Take-away for You and Me
Such is the hurdle for each of us, here, at home, and around the globe if we are ever to come together as the Family of Humankind, creating sustainable solutions to international and local problems. The situations before us are so vast and complex, that, if we do not begin to digest the importance of our input, we will not have the necessary tenacity to outlast the alchemy of turbulent times ahead. We must not quit on ourselves. To achieve this, we've got to communicate with one another as more than talking heads, trying to convince each other that 'I am right and you are wrong.' Are we willing to walk in each other's shoes as long as necessary? Like Barack, we've got to be willing, in this rite of passage of our own to be more than we've ever dared before. As we 'plunder into the cauldron' into some dark days ahead through the Unknown, together, let us do so with a profoundly deepened sense that what we do and say, and what we fail to do and say, today and tomorrow, really, truly matters. Such a clarion call for action calls for nothing short of a conversion of the heart.

A Special Wish
So to you, Mr. President, I salute what you are modeling. I thank you for reminding us that we can be more, do more, have more through giving more. I am grateful for the summons you direct our way. I appreciate the opening to find and use our own Voice for Greater Good.

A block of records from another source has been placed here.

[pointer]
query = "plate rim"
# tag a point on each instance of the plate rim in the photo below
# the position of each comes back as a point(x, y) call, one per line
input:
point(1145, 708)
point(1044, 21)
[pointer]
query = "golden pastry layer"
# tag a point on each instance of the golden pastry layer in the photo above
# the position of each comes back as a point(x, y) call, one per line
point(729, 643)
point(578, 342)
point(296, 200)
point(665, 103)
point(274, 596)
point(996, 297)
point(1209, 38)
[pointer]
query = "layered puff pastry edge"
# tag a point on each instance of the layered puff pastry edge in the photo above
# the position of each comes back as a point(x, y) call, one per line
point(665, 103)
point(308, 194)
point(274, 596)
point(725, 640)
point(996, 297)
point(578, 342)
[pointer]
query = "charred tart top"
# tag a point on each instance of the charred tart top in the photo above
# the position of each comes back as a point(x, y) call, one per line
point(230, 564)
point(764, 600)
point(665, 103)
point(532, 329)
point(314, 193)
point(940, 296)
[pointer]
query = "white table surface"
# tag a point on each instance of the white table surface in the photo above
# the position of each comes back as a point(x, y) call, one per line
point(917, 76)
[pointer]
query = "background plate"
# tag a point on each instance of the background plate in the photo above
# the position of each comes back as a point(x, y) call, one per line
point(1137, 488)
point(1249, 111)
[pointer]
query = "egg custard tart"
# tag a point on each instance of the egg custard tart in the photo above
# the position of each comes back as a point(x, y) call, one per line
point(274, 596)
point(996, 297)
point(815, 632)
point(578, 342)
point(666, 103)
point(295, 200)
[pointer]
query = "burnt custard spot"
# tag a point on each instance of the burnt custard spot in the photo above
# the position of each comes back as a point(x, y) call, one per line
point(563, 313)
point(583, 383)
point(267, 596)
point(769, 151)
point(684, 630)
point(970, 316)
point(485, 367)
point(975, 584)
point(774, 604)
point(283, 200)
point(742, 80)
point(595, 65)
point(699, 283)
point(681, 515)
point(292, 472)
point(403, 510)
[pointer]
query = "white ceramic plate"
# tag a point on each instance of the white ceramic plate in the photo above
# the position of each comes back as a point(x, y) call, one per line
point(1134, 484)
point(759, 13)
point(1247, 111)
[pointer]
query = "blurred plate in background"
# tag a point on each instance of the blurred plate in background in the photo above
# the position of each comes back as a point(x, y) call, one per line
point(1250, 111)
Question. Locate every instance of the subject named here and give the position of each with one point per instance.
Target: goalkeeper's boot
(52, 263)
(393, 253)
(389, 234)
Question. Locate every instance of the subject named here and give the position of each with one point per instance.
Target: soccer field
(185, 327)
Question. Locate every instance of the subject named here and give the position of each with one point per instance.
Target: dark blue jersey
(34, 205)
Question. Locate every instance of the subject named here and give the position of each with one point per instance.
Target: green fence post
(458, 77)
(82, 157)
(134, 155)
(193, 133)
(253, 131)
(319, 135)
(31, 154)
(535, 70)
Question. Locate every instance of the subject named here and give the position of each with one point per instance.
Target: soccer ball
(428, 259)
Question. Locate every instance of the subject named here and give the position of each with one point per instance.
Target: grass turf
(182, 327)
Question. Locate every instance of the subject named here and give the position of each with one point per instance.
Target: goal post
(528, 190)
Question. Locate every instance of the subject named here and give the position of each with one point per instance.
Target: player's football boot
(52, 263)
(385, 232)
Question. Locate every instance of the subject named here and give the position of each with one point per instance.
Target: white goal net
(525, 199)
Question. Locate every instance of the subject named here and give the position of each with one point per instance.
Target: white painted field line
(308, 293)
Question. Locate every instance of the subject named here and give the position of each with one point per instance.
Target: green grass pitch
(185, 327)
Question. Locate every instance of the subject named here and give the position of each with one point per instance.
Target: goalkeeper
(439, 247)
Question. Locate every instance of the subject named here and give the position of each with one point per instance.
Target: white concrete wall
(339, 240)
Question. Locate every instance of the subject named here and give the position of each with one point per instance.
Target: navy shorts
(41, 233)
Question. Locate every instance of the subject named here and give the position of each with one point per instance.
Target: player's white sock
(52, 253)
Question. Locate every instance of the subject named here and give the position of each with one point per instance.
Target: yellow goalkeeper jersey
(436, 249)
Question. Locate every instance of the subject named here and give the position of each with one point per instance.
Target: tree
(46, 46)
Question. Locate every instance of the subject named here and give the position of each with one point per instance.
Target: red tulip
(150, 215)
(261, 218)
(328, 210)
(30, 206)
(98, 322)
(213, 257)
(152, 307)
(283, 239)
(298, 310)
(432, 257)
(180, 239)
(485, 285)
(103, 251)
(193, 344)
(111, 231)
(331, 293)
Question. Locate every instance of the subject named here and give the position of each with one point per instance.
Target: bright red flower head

To you, my brothers and sisters, I say 'Let's roll." You matter. Let me hear from you as to what matters most as you see it? As the Negro National anthem invites:
Lift every voice and sing.
Till earth and heaven sing
Ring with harmonies of liberty;
Let our rejoicing rise
High as the list'ning skies.
Let it resound loud as the rolling sea.

Sing a song, full of the faith that the dark past
Has taught us, sing a song, full of the hope
That the present has brought us; facing the
Rising sun of our new day begun, let us march
On till victory is won.

God of our weary years, God of our silent tears,
Thou who hast brought us thus far on
The way; Thou who hast by Thy might,
led us into the light, keep us forever in the path,
We pray.

Lest our feet stray from the places, Our God
Where we met thee, lest our hearts, drunk
With the wine of the world we forget Thee;
Stand true to our God, true to our native land,
Let us march on till victory is won.